Connor McDavid has a coach and he’s arguably the best hockey player in the world. Kevin Durant has a coach. Most great artists have coaches. And many people in business today have coaches. My brother, past managing partner of a major law firm in Canada had a coach. Many senior executives have coaches. And I have a coach.
Who is your coach?
It doesn’t matter how good you are or where you stand in your profession – you should have a coach.
A quick search of a definition reveals ”The coach develops specific skills for the task, challenges and performance expectations at work.”
In the book The Keys To Our Success in which we collected one chapter from 25 different project managers asking of the question “What is the one nugget that you take into every project that makes you successful?” my contribution was entitled “Never Going Alone”. In it, I stress the need to find people around you who can complement you, fill in the gaps and potentially help you get through those tough periods in your career.

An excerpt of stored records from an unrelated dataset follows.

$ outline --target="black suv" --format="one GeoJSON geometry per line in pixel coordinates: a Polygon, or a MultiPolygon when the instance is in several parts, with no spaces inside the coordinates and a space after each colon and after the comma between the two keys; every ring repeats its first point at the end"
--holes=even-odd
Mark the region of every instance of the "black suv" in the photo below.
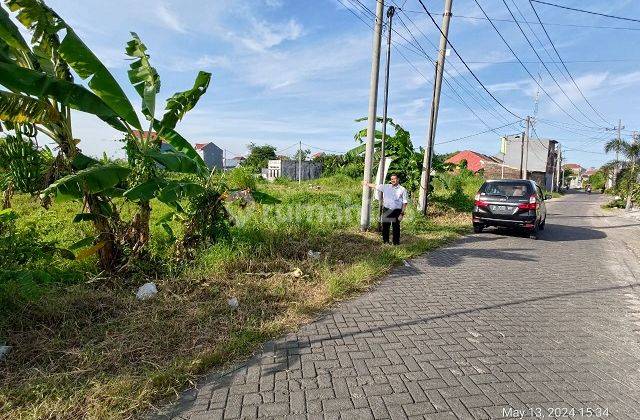
{"type": "Polygon", "coordinates": [[[521,228],[537,239],[544,230],[547,208],[542,189],[526,179],[486,181],[480,187],[473,206],[473,230],[482,232],[487,226],[521,228]]]}

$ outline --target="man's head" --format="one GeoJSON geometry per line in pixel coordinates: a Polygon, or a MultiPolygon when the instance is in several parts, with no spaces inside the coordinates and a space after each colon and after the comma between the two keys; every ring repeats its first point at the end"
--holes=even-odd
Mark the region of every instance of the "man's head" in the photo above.
{"type": "Polygon", "coordinates": [[[391,182],[391,185],[394,186],[400,184],[400,178],[398,178],[398,175],[396,174],[391,174],[389,181],[391,182]]]}

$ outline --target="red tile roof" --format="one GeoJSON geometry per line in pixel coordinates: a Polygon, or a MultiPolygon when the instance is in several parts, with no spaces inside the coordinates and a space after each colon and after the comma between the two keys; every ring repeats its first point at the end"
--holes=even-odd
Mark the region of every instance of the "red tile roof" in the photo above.
{"type": "Polygon", "coordinates": [[[202,150],[207,147],[209,143],[196,143],[196,150],[202,150]]]}
{"type": "Polygon", "coordinates": [[[447,159],[446,163],[457,165],[463,160],[467,161],[467,169],[473,172],[478,172],[480,169],[483,169],[487,163],[502,163],[500,159],[496,157],[474,152],[473,150],[463,150],[447,159]]]}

As a project manager, or business analyst, or leader, we are constantly challenged by people, circumstances and change in our day-to-day work. We cannot be expected to deal with these issues on our own. In fact, our senior management team does not expect us to deal with these issues alone. As I look at my team members in the past, the most impressive and the most successful of them sought out advice through coaches, mentors or simply close advisers on a regular basis. And they freely admitted to this. This screams strength and confidence to me.
The smartest of us know where we are weak, know when we need help and seek out people who can provide that support.
Coaches come in many different flavours: formal or informal. The formal coach is most often hired on a contract basis, and they are paid for their services. The formal type of coach is typically a general business coach but extremely valuable in any type of environment. The informal coach could be a friend, family member or peer who agrees to meet on a fairly regular basis to help you when required.
In either case, this advice, or relationship, is extremely valuable.
So, think back to that moment most recently when you were stressed or confused or had to make a big decision and ask yourself: how different that journey could have been if you had someone to talk to, immediately, or within a few days.
Or ask yourself where you will be in 3, 5 or 10 years and how you are going to get there. Wouldn’t it be nice to have a coach to help you plan that journey and hold you accountable for the action items required to get there?
Regardless of how great or confident you are, I guarantee a coach in your life will change things dramatically.
Once again I ask, who is your coach?